Dead Horse Bay gets its unsavory-sounding name from the numerous horse-rendering plants that operated along its marshy shoreline from the 1850s until the 1930s, reported Daniel B. Schneider for the New York Times in 1999. According to the Times, these plants tended to dump the boiled, hacked-up horse bones directly into the bay. At its peak of putrefaction, the region featured more than two dozen horse-rendering plants, fish oil factories and garbage incinerators, turning Dead Horse Bay into one of New York’s most foul-smelling stretches of navigable water.
Astoundingly, the bay’s tiny Barren Island—which hosted many of the plants and is now connected to the mainland by landfill—was once home to a population of nearly 2,000 people who endured its nauseating stench and labored in its unappealing industries, reported Keith Williams for the Times in 2017.
In the early 1950s, the City of New York filled in the south end of the park with “great mounds of garbage from Queens and Brooklyn flattened into compact layers with sand carpeting one to two feet thick,” according to the National Park Service (NPS), which now manages the 178-acre site.
Since then, the 25-foot-tall mound of in-fill has begun to erode at its edge, disgorging fragments of daily life in New York City from more than 100 years ago, according to Atlas Obscura. The trove of old trash includes thousands of glass bottles, leather shoes, ceramics and rusted metal.
Nowadays, “Glass Bottle Beach,” as its known, has become an off-the-beaten-path attraction, with some going as far as digging up the beach in hopes of finding a unique souvenir. It’s this propensity for rooting around in muck suffused with the garbage of yesteryear that has the NPS worried.
Beginning in 2019, NPS surveys identified 31 locations with higher than average levels of radiation in the park. Subsequent investigations uncovered leaking deck markers filled with the radioactive element radium-226 at two locations. The glowing deck markers were once installed at the edge of ships’ decks to help prevent sailors from falling overboard at night.
Soil testing revealed the deck markers had contaminated the surrounding dirt to a depth of approximately two feet, per the NPS statement. In response, the NPS has closed down 84 acres in the southern area of the park where the markers were found until they can conduct a more thorough investigation.
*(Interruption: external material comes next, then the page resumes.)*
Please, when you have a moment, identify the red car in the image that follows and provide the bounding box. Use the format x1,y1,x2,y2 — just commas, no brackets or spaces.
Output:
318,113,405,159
Past surveys also detected chemical pollutants including polycyclic aromatic hydrocarbons, pesticides, polychlorinated biphenyls (PCBs) and heavy metals.
Reporting for Atlas Obscura, Jessica Leigh Hester writes that some experts aren’t sure that a pair of deck markers constitutes a significant danger to public health.
“If I saw one of those deck markers, I would probably put on gloves, but not run out of the room,” Jeffrey C. Womack, a public historian and author of a book about the history of radiation, tells Atlas Obscura. “People get twitchy when they realize stuff is radioactive,” but he adds, “I don’t think it’s super dangerous.” For his part, Womack contends that the more dangerous pollutants at Dead Horse Bay are chemical contaminants such as PCBs.
The NPS indicated that the cleanup of the site “may last many years,” and that has some who grew to love its clinking shoreline worried that Glass Bottle Beach’s peculiar charm might be lost in the name of cleanliness.
“I’m worried that they’re just going to pick everything up off the beach and dispose of it in some way without any record being kept of it,” Miriam Sicherman, author of Brooklyn’s Barren Island: A Forgotten History, tells Atlas Obscura. “It’s such a unique place … For it to just go out with a whimper and that be the end of it … that would be really sad.”